In other words, for anybody who has any idea of talking about anything but Islamophobia, you’re days are numbered.
In the meantime, the day-to-day camaraderie of the UN Human Rights Council proved a comfortable place to express the following sentiments:
- Egypt: “…the offensive publication of portraits of the Prophet Mohamed…has highlighted the damage that freedom of speech if left unchecked may lead to, not only hurting the religious feelings of more than a billion people, but also their freedom of religion and their right for respect of their religion.”
- Pakistan, on behalf of the OIC: “…terrorist acts carried out by non-state actors, in the name of religion, should be de-linked from religion to ensure freedom of religion for the peaceful followers of that faith.”
- Pakistan, on behalf of the OIC: “The international community must address the root causes of terrorism, such as the situations of grave injustice and repression involving Muslims, and conditions of poverty and lack of opportunity, which fuel extremism and terrorism.”
- Syria: “Freedom of opinion had been utilized to humiliate Islam and to cause hatred and instigate violence.” Bangladesh: “…freedom of expression…cannot be absolute nor infinite.
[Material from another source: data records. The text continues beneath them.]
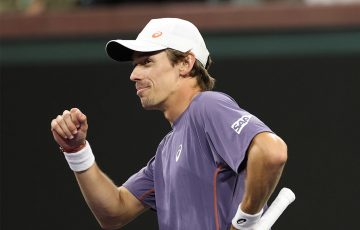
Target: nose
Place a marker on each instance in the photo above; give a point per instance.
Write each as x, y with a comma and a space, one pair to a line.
136, 74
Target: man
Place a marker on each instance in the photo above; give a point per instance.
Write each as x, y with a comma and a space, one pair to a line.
218, 166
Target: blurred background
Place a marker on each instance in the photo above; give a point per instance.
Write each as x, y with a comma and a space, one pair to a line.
293, 63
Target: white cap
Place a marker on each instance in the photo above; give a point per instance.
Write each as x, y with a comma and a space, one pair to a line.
159, 34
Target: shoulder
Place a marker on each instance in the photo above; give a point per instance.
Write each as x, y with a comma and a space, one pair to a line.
213, 100
214, 97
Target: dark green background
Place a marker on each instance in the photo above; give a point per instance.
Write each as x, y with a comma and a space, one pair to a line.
303, 84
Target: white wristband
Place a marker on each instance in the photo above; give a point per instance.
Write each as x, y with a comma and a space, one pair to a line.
245, 221
81, 160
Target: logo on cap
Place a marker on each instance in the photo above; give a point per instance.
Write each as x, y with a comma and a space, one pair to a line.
157, 34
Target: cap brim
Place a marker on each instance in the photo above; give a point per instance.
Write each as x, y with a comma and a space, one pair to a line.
122, 50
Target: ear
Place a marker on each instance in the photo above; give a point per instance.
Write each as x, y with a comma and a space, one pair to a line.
187, 64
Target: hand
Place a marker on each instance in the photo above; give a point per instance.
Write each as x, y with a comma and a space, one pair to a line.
70, 130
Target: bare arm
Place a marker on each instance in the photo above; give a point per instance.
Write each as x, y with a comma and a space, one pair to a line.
113, 207
267, 156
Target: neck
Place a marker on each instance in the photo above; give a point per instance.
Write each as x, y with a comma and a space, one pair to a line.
179, 103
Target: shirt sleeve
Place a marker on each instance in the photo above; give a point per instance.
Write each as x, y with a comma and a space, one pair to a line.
141, 185
229, 129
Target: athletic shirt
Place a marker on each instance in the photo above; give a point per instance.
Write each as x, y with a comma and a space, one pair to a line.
196, 179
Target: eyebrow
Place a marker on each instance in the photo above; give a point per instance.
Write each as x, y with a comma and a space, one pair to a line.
137, 54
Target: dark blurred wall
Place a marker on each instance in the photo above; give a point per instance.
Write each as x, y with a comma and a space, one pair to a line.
312, 102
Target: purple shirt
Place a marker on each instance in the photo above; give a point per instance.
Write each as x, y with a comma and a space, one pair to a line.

It must be exercised with respect and responsibility…”
- Iran: “…the right to freedom of expression is not absolute.”
- Pakistan, on behalf of the OIC: “Islamophobia is also a crude form of anti-Semitism.”
- Algeria: “…there is an upswing in anti-Semitism that now targets Arabs… and Muslims.”
The story line is always the same: Arabs are the victims of anti-semitism, Jew-hatred is off the radar screen; a billion people have been gravely wounded by a few cartoons in a newspaper published some two-thirds the way to the North Pole; freedom of expression is legitimately curtailed for just about every imaginable offense — particularly in Islamic dictatorships; religion is irrelevant to understanding and preventing terrorism, despite the fact that terrorists terrorize in the name of religion; and terrorists are driven by poverty and lack of opportunity — in other words, our dead are our fault.
Alongside what passes at the U.N. for “human rights” protection, stands the eminently reasonable legislation that has come from both the House and the Senate calling for an end to American funding for the Human Rights Council. The House passed their version of the Department of State Foreign Operations and Related Programs Appropriations Act on June 22 and included by unanimous agreement an amendment introduced by Rep. Ileana Ros-Lehtinen to refuse any funding for the Council. In the Senate version, proposed by Senator Norm Coleman and adopted unanimously on September 6, an exemption law was inserted by Senators Richard Lugar and Joe Biden. It would refuse funding for the fiscal year 2008 unless the President certifies either that providing the funds to the Council is in the national interest of the United States, or the U.S. is a member of the Council. Conference negotiations are underway, but some form of the restriction is expected to survive. As well it should. And when it does, it will be time for the president to translate his words on Tuesday into action.
Not only are we disappointed, we’re disgusted and we don’t want to pay another nickel.
Anne Bayefsky is senior Fellow at the Hudson Institute. She also serves as the director of the, Touro Institute for Human Rights and the Holocaust and as the editor of EYEontheUN.org.